The discussion about on subject of
Apocalypse Now being pro-war or anti-war is one over authorial intend (i.e. whetever what the author put into the finished product is supreme over what the audience takes away from it); Coppola himself did however state that the movie should be considered against the glorification of the Vietnam War, not against war itself. But he did not deny that an anti-war reading of the material was accurate.
It's called "the line", which i take as an obvious statement on how far the individual would go (or not go) in a high stakes combat situation.
Which is a typical anti-war story narrative throughline and considering the ending(s) of
Spec Ops: The Line -
Turns out the commanding officer of the unit you were supposed to rescue has been dead for weeks. Every of his taunts over the radio was imaginary, the protagonist creating a villian in his mind as to allievate his guilt over the events as the unfolded. Meanwhile your superiors, or at least elements in your chain of command, have been coverly engaged in operations that to rather kill everyone than letting it get out that an American military unit basically turned into a totalitarian police state when left to its own devices (you known the whole buisness with the CIA stealing the water trucks).
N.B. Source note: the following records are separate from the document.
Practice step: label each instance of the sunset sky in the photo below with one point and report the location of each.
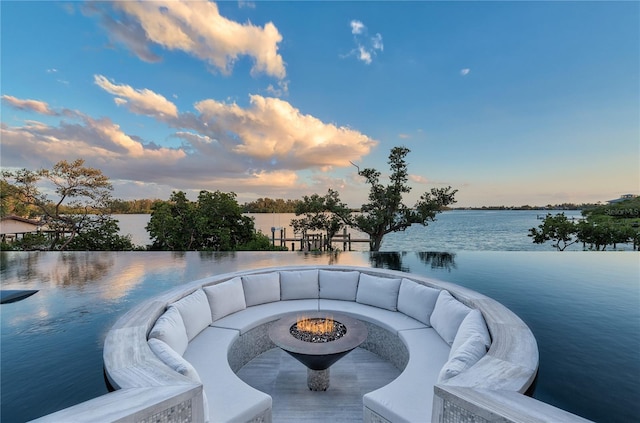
(511, 103)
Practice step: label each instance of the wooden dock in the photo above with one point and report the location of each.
(313, 242)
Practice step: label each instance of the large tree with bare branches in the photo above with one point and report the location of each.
(72, 199)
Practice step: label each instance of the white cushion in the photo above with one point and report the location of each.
(172, 359)
(170, 329)
(464, 357)
(379, 292)
(392, 321)
(195, 312)
(447, 316)
(409, 397)
(417, 300)
(472, 324)
(338, 285)
(229, 398)
(259, 314)
(225, 298)
(299, 285)
(260, 289)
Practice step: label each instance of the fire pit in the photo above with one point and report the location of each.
(318, 340)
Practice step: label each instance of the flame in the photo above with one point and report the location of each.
(315, 325)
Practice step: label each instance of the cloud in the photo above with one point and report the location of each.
(259, 148)
(29, 105)
(273, 129)
(366, 47)
(196, 28)
(246, 4)
(357, 27)
(145, 102)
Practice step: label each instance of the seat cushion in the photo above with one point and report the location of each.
(409, 398)
(225, 298)
(393, 321)
(170, 329)
(195, 312)
(338, 285)
(417, 300)
(299, 285)
(229, 398)
(378, 292)
(447, 316)
(252, 317)
(262, 288)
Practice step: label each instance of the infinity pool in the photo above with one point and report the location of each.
(583, 308)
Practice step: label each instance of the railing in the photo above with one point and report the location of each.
(314, 242)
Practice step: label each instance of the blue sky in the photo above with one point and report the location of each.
(511, 103)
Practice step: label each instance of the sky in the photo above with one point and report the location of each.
(510, 103)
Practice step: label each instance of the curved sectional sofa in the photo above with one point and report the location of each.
(444, 338)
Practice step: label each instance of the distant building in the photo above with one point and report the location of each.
(623, 197)
(13, 227)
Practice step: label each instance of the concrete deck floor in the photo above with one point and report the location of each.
(285, 379)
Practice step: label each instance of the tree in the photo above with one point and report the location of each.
(213, 223)
(385, 212)
(83, 195)
(557, 228)
(321, 214)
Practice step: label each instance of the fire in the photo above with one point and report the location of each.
(315, 325)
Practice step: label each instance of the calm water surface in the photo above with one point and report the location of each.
(583, 308)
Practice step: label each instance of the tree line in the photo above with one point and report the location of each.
(601, 226)
(79, 216)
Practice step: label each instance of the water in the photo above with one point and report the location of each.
(583, 308)
(456, 230)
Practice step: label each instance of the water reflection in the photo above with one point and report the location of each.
(398, 261)
(582, 308)
(438, 260)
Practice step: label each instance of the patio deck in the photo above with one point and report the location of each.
(285, 379)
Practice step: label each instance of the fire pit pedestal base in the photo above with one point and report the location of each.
(318, 380)
(318, 357)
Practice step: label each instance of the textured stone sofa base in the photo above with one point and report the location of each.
(416, 337)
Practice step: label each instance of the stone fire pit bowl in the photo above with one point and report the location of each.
(317, 356)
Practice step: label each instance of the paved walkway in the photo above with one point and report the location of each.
(285, 379)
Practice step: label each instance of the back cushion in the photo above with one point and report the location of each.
(378, 292)
(260, 289)
(338, 285)
(225, 298)
(472, 324)
(172, 359)
(468, 354)
(195, 312)
(417, 300)
(298, 285)
(447, 316)
(170, 329)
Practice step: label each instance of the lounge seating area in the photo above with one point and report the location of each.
(460, 356)
(196, 335)
(203, 333)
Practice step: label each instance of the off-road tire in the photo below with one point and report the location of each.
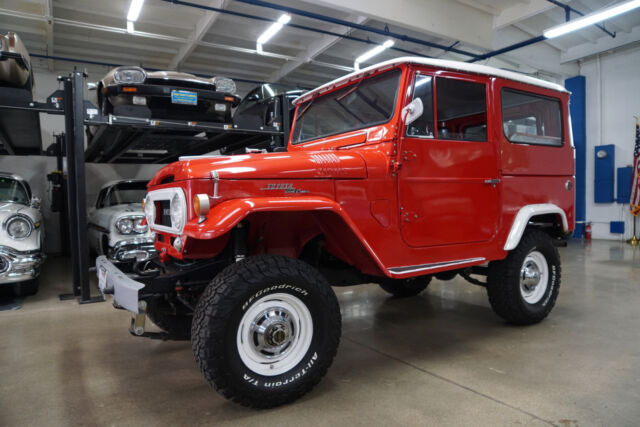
(217, 328)
(503, 282)
(403, 288)
(26, 288)
(176, 324)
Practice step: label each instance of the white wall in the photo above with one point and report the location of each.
(612, 101)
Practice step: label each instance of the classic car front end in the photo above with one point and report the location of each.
(117, 226)
(21, 236)
(132, 91)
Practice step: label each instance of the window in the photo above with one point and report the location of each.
(13, 191)
(531, 119)
(423, 125)
(461, 110)
(365, 103)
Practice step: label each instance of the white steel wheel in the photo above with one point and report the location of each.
(534, 277)
(274, 334)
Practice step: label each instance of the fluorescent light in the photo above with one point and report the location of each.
(134, 10)
(373, 52)
(273, 29)
(590, 19)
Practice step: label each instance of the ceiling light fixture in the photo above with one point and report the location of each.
(271, 31)
(590, 19)
(373, 52)
(134, 10)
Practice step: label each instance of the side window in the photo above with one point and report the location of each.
(531, 119)
(423, 126)
(461, 110)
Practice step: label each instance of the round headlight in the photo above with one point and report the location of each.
(129, 75)
(125, 225)
(19, 227)
(177, 212)
(149, 210)
(140, 225)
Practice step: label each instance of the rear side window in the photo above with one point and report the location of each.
(461, 110)
(531, 119)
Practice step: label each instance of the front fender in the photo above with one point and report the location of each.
(225, 216)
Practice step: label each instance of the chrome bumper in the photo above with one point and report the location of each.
(17, 266)
(111, 280)
(133, 250)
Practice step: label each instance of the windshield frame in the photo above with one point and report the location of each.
(24, 187)
(354, 85)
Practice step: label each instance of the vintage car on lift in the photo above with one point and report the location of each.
(404, 171)
(117, 226)
(15, 63)
(135, 92)
(21, 237)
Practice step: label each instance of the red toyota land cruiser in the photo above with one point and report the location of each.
(401, 172)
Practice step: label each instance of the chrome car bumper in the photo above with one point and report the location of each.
(111, 280)
(18, 266)
(133, 250)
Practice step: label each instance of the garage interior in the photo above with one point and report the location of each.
(442, 357)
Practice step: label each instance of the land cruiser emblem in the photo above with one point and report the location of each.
(288, 188)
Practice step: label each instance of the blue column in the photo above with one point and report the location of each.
(577, 109)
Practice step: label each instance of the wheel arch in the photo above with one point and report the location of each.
(544, 213)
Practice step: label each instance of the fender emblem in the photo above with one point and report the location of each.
(287, 188)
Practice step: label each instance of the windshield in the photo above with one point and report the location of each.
(126, 192)
(13, 191)
(362, 104)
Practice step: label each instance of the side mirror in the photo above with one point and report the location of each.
(413, 111)
(35, 202)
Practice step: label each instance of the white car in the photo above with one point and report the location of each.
(117, 226)
(21, 237)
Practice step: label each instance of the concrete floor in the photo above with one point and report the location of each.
(440, 358)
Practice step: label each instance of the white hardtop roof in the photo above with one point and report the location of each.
(436, 63)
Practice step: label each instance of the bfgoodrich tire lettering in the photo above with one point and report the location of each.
(511, 295)
(284, 286)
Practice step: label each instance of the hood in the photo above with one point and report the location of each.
(289, 165)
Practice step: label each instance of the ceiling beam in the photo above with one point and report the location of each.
(441, 18)
(604, 44)
(316, 48)
(202, 27)
(519, 12)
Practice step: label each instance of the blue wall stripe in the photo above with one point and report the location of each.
(577, 108)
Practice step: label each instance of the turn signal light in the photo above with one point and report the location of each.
(201, 205)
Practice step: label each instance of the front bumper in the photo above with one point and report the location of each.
(133, 250)
(18, 266)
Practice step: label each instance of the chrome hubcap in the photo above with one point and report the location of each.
(534, 277)
(272, 332)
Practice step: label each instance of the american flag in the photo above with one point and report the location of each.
(635, 183)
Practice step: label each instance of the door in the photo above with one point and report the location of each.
(448, 182)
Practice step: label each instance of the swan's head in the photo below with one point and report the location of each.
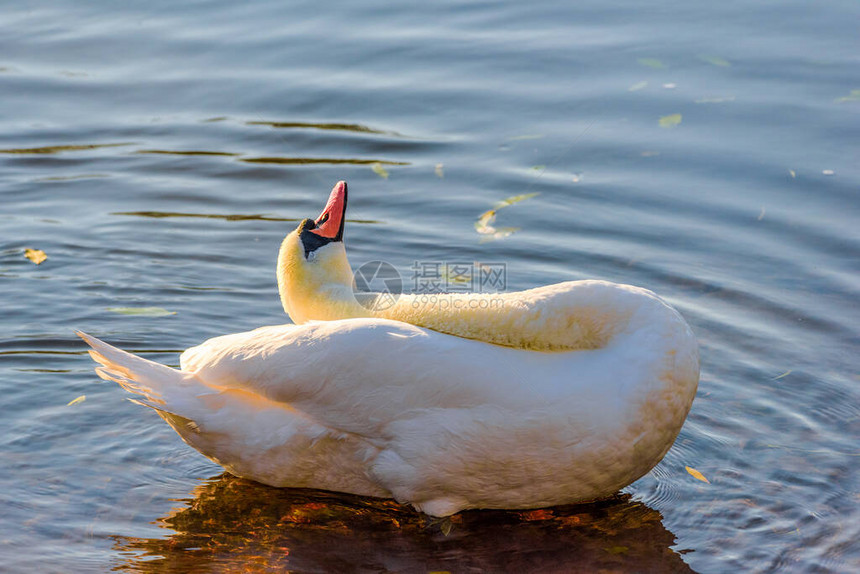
(312, 263)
For there it procceds depending on whetever or not you fired on civilians in previous missions and a few other triggers I don't recall, but then you have the option to either a) shoot yourself, b) surrender to the next group of US forces, c) murder the next group of US force to become the next dictator of the city. (and maybe I am forgetting something)
Anyway, the stress from the events and combat have damaged the protagonists psyche to the point on non-functionality
- I find that it comes very much down on the side of a common Consequentialist anti-war stance.
I agree with this. I think a more accurate characterization of Spec Ops: The Line isn't that it's an anti-war game, but rather that it's an anti-Modern Military Shooter game. The focus of the game is about tearing down the power trip action hero fantasy of CoD-style videogames, and the anti-war appearance is more a result of the Modern Warfare tropes than anything else. There isn't even an actual war until the PC shows up and basically starts one--the game begins as a rescue op.
Uhm actually -
After the first encouners with the hostile US troops, it is revealed that they are basically operating their own little police state and oppressing the locals under the guise of controlling and rationing the essential supplies. You actually come across them during a raid on civilian housing at one point, as well as intel on the "Insurgents" that they are actually a local resistance group against the US forces, not a pre-existing terrorist group as which your team originally identifies them.
As to make adaptation of Modern Warfare-tropes a game more or less anti-war or pro-war, let is just be said that several lines of though on how to write "subversive" texts consider using the narrative motives and devices used to express the an idea in support of "authority" a valid method, e.g. by telling a fairly convential pro-war story but then denying the usual pay-offs as the story concludes.